The court ultimately ruled that the supposed changes in the plaintiff’s business were not material, and did not address the durational question head on. Id. at *63–66.

Like a licensing agreement, a loan agreement has a set duration. It is reasonable to assume that a court, when evaluating a Finance MAC in a loan agreement, would take a similar approach.
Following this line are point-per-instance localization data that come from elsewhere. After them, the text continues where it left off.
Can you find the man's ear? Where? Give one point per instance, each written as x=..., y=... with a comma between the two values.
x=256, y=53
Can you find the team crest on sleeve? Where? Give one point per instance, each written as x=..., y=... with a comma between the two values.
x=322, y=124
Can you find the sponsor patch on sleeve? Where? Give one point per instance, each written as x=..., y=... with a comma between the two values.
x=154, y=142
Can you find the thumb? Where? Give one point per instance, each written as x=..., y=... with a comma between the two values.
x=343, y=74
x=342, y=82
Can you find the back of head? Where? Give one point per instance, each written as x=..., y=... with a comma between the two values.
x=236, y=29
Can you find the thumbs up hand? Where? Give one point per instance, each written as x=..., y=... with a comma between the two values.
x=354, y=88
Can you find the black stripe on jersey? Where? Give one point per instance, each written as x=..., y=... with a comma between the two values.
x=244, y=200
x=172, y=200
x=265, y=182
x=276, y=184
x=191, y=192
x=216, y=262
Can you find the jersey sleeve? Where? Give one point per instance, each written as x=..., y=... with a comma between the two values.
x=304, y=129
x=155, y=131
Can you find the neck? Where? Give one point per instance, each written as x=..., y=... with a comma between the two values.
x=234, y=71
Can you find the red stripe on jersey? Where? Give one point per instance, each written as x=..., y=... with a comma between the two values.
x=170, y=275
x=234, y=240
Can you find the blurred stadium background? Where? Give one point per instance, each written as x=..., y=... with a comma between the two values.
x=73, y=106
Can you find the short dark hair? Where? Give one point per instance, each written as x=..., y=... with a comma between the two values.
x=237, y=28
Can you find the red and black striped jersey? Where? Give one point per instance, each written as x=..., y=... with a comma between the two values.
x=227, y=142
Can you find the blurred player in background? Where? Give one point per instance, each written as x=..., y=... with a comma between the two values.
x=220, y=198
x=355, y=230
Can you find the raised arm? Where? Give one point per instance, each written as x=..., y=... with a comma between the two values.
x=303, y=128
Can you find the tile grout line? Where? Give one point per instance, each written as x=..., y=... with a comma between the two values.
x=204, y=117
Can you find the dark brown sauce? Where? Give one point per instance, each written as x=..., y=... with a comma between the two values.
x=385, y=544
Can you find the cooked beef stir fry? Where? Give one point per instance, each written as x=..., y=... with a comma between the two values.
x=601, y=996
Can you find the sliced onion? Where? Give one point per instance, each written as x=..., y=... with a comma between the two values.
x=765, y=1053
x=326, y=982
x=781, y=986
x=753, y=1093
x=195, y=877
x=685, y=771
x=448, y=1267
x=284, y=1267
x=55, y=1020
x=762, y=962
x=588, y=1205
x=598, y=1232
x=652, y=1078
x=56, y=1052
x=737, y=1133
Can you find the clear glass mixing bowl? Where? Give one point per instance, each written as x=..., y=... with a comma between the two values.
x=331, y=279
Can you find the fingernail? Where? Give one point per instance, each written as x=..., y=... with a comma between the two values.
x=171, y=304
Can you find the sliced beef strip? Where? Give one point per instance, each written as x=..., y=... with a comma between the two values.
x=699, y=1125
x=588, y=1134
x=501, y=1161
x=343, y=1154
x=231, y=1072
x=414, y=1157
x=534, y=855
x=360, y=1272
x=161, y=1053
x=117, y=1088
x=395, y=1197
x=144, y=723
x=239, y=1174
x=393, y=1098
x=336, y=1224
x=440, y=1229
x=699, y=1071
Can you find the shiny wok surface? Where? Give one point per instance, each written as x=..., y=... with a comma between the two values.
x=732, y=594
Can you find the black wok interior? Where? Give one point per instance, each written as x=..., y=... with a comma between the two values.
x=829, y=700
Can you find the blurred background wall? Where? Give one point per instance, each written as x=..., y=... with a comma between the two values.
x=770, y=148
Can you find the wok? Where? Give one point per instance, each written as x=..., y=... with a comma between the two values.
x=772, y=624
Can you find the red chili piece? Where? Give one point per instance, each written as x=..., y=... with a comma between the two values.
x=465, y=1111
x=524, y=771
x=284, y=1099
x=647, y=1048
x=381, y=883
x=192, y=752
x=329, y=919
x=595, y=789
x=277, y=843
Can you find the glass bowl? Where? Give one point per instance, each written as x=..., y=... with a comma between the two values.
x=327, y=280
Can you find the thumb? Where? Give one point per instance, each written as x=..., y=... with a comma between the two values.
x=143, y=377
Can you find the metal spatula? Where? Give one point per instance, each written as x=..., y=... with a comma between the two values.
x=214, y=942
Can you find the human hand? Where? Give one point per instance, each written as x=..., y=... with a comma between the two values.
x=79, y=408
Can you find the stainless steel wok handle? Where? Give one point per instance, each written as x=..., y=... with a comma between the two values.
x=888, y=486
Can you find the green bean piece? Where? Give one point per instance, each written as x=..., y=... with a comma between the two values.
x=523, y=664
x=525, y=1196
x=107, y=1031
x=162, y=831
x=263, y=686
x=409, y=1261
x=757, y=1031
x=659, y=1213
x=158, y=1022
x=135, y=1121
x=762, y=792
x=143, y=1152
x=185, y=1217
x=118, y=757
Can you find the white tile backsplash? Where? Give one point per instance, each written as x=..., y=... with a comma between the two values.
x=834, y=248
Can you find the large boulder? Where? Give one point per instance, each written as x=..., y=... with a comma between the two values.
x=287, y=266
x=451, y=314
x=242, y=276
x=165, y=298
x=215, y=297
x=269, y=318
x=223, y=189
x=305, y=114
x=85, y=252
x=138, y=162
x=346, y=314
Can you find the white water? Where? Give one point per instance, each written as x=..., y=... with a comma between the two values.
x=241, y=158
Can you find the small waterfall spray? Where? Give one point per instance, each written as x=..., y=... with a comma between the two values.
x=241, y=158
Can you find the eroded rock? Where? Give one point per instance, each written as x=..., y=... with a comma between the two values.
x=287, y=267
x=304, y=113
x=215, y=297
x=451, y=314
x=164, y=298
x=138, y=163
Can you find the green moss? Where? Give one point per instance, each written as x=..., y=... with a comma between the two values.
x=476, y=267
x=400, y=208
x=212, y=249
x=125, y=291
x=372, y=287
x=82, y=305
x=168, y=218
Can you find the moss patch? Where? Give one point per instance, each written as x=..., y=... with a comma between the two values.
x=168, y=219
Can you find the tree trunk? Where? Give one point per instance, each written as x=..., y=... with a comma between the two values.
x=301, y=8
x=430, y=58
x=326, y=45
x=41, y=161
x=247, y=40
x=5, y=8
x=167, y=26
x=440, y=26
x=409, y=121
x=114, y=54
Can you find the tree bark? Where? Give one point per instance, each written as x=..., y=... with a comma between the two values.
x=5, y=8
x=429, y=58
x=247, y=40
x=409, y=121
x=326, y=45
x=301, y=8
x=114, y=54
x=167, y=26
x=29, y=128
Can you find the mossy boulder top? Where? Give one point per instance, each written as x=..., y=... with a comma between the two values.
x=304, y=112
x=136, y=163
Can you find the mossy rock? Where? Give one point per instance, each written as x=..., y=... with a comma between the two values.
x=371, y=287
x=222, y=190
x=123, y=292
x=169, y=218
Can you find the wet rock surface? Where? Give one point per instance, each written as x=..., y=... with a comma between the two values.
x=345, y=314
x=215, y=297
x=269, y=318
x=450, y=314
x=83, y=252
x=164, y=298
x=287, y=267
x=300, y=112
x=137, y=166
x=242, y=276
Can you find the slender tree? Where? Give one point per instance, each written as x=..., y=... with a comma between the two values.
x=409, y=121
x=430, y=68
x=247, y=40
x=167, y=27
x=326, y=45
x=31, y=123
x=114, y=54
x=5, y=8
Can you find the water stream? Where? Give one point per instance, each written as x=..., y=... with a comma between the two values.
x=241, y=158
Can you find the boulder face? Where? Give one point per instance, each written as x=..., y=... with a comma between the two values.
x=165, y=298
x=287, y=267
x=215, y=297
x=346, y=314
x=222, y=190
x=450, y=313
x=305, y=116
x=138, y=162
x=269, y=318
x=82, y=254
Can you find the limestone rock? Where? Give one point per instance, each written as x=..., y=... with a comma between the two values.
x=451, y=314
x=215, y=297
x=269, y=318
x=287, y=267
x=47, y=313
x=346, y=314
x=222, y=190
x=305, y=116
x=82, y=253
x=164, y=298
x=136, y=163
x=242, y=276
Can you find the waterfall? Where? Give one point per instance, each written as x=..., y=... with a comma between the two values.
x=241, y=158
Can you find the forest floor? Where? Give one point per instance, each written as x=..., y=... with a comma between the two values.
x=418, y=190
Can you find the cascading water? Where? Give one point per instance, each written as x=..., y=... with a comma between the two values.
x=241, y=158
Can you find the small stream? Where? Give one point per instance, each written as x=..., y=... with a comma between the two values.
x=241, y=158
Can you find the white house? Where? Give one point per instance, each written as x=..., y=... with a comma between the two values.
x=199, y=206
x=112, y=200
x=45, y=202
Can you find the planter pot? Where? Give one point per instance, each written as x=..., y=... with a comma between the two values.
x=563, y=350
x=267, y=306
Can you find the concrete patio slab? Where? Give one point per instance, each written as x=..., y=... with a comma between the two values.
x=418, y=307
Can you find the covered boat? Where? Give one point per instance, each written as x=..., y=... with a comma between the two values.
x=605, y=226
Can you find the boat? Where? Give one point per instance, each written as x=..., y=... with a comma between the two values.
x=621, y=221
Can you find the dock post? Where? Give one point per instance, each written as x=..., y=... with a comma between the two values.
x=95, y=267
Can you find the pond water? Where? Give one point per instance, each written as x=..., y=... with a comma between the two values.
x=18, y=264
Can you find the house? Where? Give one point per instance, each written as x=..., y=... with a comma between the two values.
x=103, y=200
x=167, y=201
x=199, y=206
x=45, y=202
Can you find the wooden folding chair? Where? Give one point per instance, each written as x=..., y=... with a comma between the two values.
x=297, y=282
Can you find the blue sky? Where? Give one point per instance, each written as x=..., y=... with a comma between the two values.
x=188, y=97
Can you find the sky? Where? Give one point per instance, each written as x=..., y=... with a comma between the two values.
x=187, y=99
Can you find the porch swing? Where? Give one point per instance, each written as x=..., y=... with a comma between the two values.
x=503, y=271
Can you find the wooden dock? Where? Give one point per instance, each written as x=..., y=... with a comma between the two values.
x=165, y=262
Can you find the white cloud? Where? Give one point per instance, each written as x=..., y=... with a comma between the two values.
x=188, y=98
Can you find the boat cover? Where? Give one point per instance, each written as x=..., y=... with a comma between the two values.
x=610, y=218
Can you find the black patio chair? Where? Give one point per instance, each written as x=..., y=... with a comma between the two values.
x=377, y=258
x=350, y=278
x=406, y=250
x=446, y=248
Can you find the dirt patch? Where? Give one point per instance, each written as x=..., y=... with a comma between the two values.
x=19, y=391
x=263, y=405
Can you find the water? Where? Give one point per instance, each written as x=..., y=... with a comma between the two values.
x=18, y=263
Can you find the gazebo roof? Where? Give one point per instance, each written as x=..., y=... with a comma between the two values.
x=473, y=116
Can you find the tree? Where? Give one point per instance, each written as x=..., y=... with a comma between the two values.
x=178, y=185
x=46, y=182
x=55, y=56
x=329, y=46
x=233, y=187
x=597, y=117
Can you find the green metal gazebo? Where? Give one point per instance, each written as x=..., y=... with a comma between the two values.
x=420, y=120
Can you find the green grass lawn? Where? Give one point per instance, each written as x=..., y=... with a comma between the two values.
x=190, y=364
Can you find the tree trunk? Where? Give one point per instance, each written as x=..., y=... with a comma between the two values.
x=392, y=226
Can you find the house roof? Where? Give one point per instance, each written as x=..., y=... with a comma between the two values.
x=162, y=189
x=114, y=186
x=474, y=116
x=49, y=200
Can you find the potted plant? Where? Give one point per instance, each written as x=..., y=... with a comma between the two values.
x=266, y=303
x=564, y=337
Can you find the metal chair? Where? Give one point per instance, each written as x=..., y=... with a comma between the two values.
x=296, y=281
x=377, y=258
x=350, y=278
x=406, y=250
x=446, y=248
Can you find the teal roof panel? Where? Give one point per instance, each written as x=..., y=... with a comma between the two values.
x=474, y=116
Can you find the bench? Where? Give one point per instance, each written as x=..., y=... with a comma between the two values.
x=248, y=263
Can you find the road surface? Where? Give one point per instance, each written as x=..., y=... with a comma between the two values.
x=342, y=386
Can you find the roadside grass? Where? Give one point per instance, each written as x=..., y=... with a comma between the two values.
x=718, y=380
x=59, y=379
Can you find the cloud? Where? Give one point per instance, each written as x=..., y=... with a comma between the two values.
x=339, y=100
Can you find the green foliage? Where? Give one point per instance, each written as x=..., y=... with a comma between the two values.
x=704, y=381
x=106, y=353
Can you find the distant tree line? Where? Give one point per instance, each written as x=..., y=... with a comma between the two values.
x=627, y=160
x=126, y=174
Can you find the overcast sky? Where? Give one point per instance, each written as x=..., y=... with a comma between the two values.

While it is not entirely clear how a court would interpret the issue, a bank might argue that the period of time that would be “commercially reasonable” is the remaining period prior to maturity (or the remaining period prior to the next interest or principal payment).

Evaluating Severity

As with duration, the magnitude of the required impact is fact-specific and no bright-line, easy to apply quantitative rule exists. Delaware courts have addressed the severity issue in the Acquisition MAC context and have arrived at different suggested thresholds based on the specific facts of the case.

In Akorn, Inc. v. Fresenius Kabi AG, No. 2018-0300-JTL, 2018 Del. Ch. LEXIS 325, *123‒24 (Del. Ch. Ct. Oct. 1, 2018), the court posited “[i]n their influential treatise, Lou R. Kling and Eileen T. Nugent observe that most courts which have considered decreases in profits in the 40% or higher range found a material adverse effect to have occurred.” In Akorn, the plaintiff suffered a loss in [profits] of 51% over a five-quarter period, which the court found to be material. Id. at *125. Delaware courts had not previously been willing to hold that a material adverse effect had occurred. See, e.g., Raskin v. Birmingham Steel Corp., No. 11365, 1990 Del. Ch. LEXIS 194, at *5 (Del. Ch. Dec. 4, 1990) (suggesting in dicta that a 50% decline in earnings over two consecutive quarters would constitute a materially adverse event). The rule is not absolute and is context specific. For instance, in In Re IBP S’Holder Litig. v. Tyson Foods, 789 A.2d 14, 22 (Del. Ch. Ct. 2001), the court held that a 64% drop in quarterly earnings was not a materially adverse event because the seller—a beef producer—suffered the decline due to an unseasonably harsh winter. After the bad quarter, the seller began to perform more in line with its typical performance from the previous five years. Id. at 66–71. The court found that the buyer failed to offer sufficient proof at trial this event was materially adverse such that it excused its performance under the merger agreement; in this instance, a 64% drop in quarterly earnings was not enough to be considered “material.” Id.

The IBP case, and the court’s observation as to duration, may be important to the analysis of Finance MACs in the COVID-19 context.

Burden of Proof

Delaware courts have been clear that the burden of proof lies with the party invoking the MAC, which in the Financing MAC context would be the lender in connection with a refusal to extend credit: “… absent clear language to the contrary,” a party invoking a MAC clause bears a “heavy burden” to show the clause has been breached. See Hexion Specialty Chemicals, Inc., 965 A.2d at 738‒39.

Conclusion

A Financing MAC determination will be a fact-specific inquiry. As the consequences from COVID-19 work through the financial markets, determinations made using the existing guidance might come into tighter focus.

Existing case law gives some shape to the analysis, but ultimately a determination will center on the business itself and the impact of COVID-19 on that business.

For the time being, given the lack of clear guidance from courts as to the treatment of Finance MACs, borrowers and their lenders are in all likelihood better served by working together to craft a practical, extrajudicial solution to a potential MAE or MAC occurrence.